It’s taken quite a while for Trio Wanderer to return to Haydn. Their other recording of his trios, for the now defunct Le Chant du Monde label (since reissued on Harmonia Mundi) was back in 2001, and comprised trios 39 and 43-45. Since then, they have concentrated on mostly Romantic composers, with generally acclaimed results.

The sensible approach of presenting the trios in chronological order is taken on the CD; the middle three derive from his London visits. For me, No. 40, part of the group of three that also contains the very popular Gypsy Rondo trio, is the standout. You will note in the header that I have put a question mark next to the key, shown as it appears in the booklet. All other sources of information about this work that I can find indicate that it is in F sharp minor (only the slow movement is in the major). The slow movement is essentially the same as that in Symphony No. 102, though in a different key. Sturm und Drang it may not be, but it is certainly a more sombre and intense trio than others he wrote, including the aforementioned Gypsy Rondo.

When my Piano Trio survey reached Haydn, I commented that it took me a number of listens to be convinced by the Wanderer’s dramatic and swift approach in their first recording. Would a decade and a half make a difference to their approach? The answer is no, not really, but after several listens, I’m not entirely on board this time. Much of these works is on the quieter, less showy end of the Haydn spectrum. Trio Wanderer emphasise this rather darker atmosphere, giving Haydn a depth that can be missing from other performances. However, there are still instances of his impish humour, the finales of 32 & 35 being obvious examples, and I’m not getting any smiles from Trio Wanderer. It is perhaps a little relentless, lacking some light to contrast with the shade.
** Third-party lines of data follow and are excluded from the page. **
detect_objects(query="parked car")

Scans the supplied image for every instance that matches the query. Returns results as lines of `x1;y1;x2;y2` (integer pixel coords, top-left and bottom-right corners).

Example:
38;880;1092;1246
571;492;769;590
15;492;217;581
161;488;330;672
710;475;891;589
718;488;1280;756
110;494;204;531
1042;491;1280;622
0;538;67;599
The playing of this trio is always exemplary, especially the tonal qualities of the three instruments, and this new release is no exception. The engineers have provided a quite rich and warm sound which suits the performances. The booklet notes provide good musicological analysis as well as historical information, ignoring the key error.

Aficionados of this ensemble will no doubt grab their new recording and enjoy it greatly. For those simply wanting a set of well-played late Haydn trios, again this will suit, though I would direct you to the Florestan (Hyperion) and Kungsbacka (Naxos) Trios for performances that breathe and smile a little more.